The "Eee Box", desktop version of ASUS's Eee PC is now on sale for $US350 and getting good reviews for performance and power saving (see test and video demo). If this has the same effect on desktop computer prices the Eee PC had on subnotebooks, then we can expect usable desktops (minus the screen) for around $US300 by the end of the year. The Box has Microsoft Windows XP Home, an Intel Atom N270 (1.6 GHz) CPU, 1 GB RAM and a 80 GB Hard Disk and uses 22.3 Watts.
The typical computer bought for home or business in 2007 had a DVD drive, multi-hundred gigabyte hard disk, Microsoft Windows Vista and multi-hundred Watt power supply and cost around $1,000.
By the end of 2008 the idea that you might spend thousands of dollars on a computer will be considered more than just odd. If energy awareness campaigns work, then to buy a computer which consumes hundreds of Watts of power will be considered anti-social (if not actually illegal).

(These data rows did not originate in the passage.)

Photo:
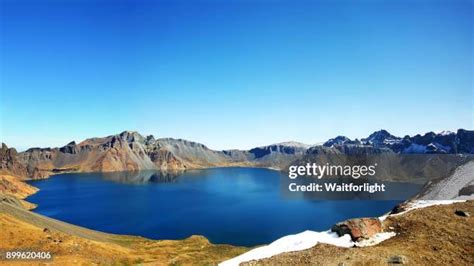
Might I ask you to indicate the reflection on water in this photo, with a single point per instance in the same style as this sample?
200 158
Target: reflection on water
142 177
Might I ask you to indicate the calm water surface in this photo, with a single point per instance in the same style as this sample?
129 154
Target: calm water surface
240 206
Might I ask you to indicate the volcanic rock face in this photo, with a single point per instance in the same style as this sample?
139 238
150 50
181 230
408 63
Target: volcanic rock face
132 151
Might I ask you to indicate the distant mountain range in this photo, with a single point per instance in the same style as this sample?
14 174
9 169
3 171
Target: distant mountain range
131 151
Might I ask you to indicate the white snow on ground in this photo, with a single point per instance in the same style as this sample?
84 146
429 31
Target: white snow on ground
449 187
301 241
374 240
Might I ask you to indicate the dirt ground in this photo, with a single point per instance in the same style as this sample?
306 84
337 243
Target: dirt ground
430 236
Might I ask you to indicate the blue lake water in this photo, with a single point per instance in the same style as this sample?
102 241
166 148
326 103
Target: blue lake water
239 206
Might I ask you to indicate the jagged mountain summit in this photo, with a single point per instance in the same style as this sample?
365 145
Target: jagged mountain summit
130 150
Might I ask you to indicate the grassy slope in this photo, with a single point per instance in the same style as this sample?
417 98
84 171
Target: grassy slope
22 229
430 236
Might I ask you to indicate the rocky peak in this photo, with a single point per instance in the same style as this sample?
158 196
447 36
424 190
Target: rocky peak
339 140
131 136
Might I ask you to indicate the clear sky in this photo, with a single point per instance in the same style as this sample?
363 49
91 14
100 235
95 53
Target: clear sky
233 74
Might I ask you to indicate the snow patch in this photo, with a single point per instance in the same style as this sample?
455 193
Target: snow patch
309 239
374 240
415 148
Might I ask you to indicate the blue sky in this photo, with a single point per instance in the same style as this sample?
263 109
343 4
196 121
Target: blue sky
233 74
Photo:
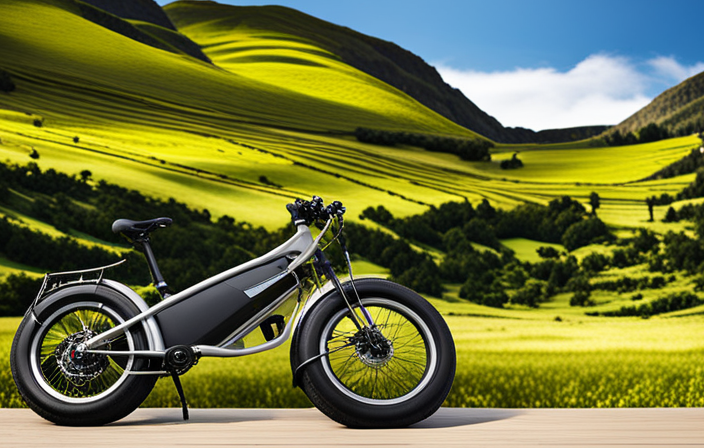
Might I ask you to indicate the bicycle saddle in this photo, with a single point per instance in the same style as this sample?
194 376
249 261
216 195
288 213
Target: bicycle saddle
136 229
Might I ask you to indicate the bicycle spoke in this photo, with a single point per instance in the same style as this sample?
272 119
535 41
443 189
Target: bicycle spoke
383 379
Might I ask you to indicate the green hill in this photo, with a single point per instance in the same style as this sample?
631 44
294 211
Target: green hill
679 110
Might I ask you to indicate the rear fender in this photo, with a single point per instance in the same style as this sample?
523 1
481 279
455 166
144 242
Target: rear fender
49 304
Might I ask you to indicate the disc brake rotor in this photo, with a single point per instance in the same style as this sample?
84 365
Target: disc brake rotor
373 349
78 366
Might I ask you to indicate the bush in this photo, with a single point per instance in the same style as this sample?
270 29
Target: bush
547 252
595 262
532 294
667 304
585 232
582 298
6 84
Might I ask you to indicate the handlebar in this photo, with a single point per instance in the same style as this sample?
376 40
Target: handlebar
313 211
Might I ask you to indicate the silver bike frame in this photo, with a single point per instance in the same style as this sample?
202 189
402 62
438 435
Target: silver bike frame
301 243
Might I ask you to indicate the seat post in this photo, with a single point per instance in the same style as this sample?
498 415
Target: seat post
158 279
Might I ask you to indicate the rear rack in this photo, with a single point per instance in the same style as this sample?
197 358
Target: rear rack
55 280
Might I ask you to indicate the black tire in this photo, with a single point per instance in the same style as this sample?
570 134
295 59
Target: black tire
94 391
402 387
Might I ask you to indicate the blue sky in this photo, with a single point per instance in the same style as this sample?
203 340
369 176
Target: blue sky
539 64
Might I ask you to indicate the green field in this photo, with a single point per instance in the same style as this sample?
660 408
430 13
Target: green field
281 107
516 359
209 143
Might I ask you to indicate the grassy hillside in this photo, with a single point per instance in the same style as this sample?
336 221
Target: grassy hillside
678 109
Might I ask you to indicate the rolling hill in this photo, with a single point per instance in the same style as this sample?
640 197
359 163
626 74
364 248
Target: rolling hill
270 119
679 109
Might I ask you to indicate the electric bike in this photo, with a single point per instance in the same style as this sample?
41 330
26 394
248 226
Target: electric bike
368 353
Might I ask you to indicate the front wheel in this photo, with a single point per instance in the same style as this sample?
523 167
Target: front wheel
393 374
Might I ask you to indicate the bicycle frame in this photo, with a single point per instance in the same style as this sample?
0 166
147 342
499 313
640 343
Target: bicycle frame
299 249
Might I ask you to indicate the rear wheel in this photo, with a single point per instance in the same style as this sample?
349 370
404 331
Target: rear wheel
393 374
61 381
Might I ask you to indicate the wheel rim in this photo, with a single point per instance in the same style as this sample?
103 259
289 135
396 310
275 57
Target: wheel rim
66 374
387 377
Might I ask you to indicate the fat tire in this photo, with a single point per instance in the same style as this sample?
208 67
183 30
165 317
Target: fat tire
327 397
118 404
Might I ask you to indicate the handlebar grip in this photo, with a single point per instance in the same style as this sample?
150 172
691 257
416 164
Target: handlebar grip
293 210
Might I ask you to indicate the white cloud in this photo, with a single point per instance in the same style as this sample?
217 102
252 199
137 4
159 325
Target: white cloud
601 89
669 68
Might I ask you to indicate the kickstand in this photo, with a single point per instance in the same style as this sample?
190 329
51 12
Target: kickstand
179 388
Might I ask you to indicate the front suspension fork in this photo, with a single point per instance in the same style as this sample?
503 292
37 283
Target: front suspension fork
324 265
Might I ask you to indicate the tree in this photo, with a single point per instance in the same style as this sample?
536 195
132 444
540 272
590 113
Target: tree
594 202
6 84
671 215
547 252
650 202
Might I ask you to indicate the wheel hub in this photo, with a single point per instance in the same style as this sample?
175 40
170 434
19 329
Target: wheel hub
373 349
78 366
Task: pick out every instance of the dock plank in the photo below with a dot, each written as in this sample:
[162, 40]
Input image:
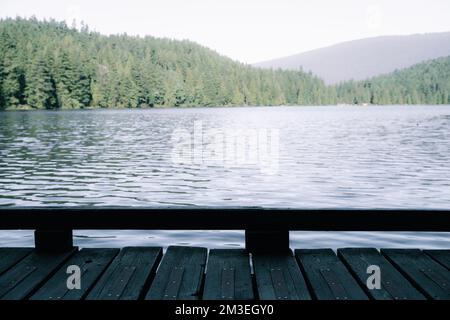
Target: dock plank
[327, 276]
[128, 275]
[278, 277]
[394, 286]
[441, 256]
[28, 274]
[425, 273]
[92, 263]
[180, 274]
[10, 256]
[228, 275]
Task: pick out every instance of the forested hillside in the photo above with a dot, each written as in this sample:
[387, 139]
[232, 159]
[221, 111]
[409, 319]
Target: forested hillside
[47, 65]
[424, 83]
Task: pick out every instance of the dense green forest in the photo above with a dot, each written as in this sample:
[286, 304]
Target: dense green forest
[424, 83]
[48, 65]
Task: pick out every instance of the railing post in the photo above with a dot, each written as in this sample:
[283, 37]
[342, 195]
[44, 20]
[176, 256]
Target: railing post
[267, 241]
[53, 240]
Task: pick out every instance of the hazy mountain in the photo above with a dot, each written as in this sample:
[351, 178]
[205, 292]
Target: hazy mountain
[361, 59]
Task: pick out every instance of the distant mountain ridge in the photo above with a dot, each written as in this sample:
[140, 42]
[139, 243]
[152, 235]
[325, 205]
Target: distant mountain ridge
[366, 58]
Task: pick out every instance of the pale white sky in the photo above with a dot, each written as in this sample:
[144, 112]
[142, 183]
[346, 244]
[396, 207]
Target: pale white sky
[247, 30]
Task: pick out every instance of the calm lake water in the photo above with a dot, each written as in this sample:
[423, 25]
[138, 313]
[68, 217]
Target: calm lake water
[313, 157]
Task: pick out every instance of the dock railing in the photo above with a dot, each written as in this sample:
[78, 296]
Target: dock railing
[265, 229]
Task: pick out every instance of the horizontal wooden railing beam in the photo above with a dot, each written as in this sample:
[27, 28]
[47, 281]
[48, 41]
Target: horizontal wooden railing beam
[224, 219]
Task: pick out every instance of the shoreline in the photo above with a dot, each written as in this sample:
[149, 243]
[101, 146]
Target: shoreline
[30, 109]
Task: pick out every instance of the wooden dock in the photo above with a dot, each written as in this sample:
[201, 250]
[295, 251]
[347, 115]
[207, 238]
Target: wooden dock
[267, 269]
[193, 273]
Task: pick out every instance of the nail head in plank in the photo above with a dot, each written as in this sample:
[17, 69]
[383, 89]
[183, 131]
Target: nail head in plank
[192, 260]
[37, 268]
[426, 274]
[394, 286]
[128, 275]
[228, 275]
[92, 263]
[327, 276]
[279, 277]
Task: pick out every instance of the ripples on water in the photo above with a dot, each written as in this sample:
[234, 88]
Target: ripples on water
[360, 157]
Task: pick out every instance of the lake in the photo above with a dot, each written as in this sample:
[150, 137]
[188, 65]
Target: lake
[296, 157]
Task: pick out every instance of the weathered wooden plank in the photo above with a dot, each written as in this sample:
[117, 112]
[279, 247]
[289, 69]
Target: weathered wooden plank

ASUS initially brought out the Eee PC with Linux and only flash memory, with no hard disk. But competitors brought out subnotebooks with small disk drives and Windows XP. It looks like most people will not give up their disk drives by the end of the year, nor Microsoft Windows. HP brought out their subnotebook with Windows Vista, but other vendors have stuck with Windows XP. Microsoft will probably bring out some sort of Vista Lite in response.
The cheap and green low power computer is here, but revolution to Linux and Internet storage will have to wait until 2009.